Issues such as monitoring, configuring the new binaries will generally be left to cloud provider. However they should ensure that test runs upload the logs for these new processes to test grid.

Applying the cloud controller manager is the only step that is different in the upgrade process. In order to complete the upgrade process, you need to apply the cloud-controller-manager deployment to the setup. A deployment descriptor file will be provided with this change. You need to apply this change using

kubectl apply -f cloud-controller-manager.yml

This will start the cloud specific controller manager in your kubernetes setup.
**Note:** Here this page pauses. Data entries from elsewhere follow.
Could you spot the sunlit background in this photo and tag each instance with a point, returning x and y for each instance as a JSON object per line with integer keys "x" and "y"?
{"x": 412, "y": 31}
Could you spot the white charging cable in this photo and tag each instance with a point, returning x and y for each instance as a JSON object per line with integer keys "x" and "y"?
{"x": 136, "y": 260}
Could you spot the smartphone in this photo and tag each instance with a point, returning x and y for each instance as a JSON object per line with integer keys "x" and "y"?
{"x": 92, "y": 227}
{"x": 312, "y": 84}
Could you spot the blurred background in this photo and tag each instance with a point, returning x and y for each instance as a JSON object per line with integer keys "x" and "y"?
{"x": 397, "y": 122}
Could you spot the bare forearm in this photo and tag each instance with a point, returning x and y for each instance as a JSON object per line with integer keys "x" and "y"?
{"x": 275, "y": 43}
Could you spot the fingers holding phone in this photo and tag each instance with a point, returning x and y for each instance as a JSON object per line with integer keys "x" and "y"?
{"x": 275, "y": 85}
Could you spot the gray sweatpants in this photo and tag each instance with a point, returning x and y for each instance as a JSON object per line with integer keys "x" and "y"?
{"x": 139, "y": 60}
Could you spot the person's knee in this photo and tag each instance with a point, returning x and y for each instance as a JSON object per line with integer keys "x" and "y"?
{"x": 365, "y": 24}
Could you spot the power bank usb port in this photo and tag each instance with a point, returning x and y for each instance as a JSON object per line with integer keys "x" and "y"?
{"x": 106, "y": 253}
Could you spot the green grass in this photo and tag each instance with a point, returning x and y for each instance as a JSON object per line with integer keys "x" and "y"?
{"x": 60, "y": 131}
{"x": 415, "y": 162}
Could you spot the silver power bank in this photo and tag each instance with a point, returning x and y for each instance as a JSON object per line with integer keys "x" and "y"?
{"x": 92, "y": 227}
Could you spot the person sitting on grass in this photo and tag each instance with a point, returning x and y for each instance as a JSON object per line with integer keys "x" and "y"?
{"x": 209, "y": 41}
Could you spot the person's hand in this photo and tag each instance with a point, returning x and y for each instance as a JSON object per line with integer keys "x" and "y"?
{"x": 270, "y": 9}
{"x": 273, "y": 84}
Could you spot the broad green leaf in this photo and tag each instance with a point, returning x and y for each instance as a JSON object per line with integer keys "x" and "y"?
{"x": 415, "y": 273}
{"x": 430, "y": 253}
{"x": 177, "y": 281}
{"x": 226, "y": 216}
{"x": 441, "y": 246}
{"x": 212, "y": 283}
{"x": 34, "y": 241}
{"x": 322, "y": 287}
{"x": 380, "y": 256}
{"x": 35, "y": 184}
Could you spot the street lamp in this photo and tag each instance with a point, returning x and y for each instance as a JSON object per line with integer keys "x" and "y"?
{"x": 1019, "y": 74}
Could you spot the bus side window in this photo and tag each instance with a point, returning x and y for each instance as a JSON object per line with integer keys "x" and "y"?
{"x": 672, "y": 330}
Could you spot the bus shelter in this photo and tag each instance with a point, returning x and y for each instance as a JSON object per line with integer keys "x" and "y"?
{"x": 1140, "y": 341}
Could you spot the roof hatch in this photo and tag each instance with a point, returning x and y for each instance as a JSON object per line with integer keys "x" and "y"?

The downgrade steps are also the same as before for all the components except the cloud-controller-manager. In case of the cloud-controller-manager, the deployment should be deleted using

kubectl delete -f cloud-controller-manager.yml

Implementation Details/Notes/Constraints [optional]

Security Considerations

Make sure that you consider the impact of this feature from the point of view of Security.

Graduation Criteria

How will we know that this has succeeded? Gathering user feedback is crucial for building high quality experiences and SIGs have the important responsibility of setting milestones for stability and completeness. Hopefully the content previously contained in umbrella issues will be tracked in the Graduation Criteria section.

Implementation History

Major milestones in the life cycle of a KEP should be tracked in Implementation History. Major milestones might include

  • the Summary and Motivation sections being merged signaling SIG acceptance
  • the Proposal section being merged signaling agreement on a proposed design
  • the date implementation started
  • the first Kubernetes release where an initial version of the KEP was available
  • the version of Kubernetes where the KEP graduated to general availability
  • when the KEP was retired or superseded

Alternatives [optional]

One alternate to consider is the use of a side-car. The cloud-interface in tree could then be a GRPC call out to that side-car. We could then leave the Kube API Server, Kube Controller Manager and Kubelet pretty much as is. We would still need separate repos to hold the code for the side care and to handle cluster setup for the cloud provider. However we believe that different cloud providers will (already) want different control loops. As such we are likely to need something like the cloud controller manager anyway. From the perspective it seems easier to centralize the effort in that direction. In addition it should limit the proliferation of new processes across the entire cluster.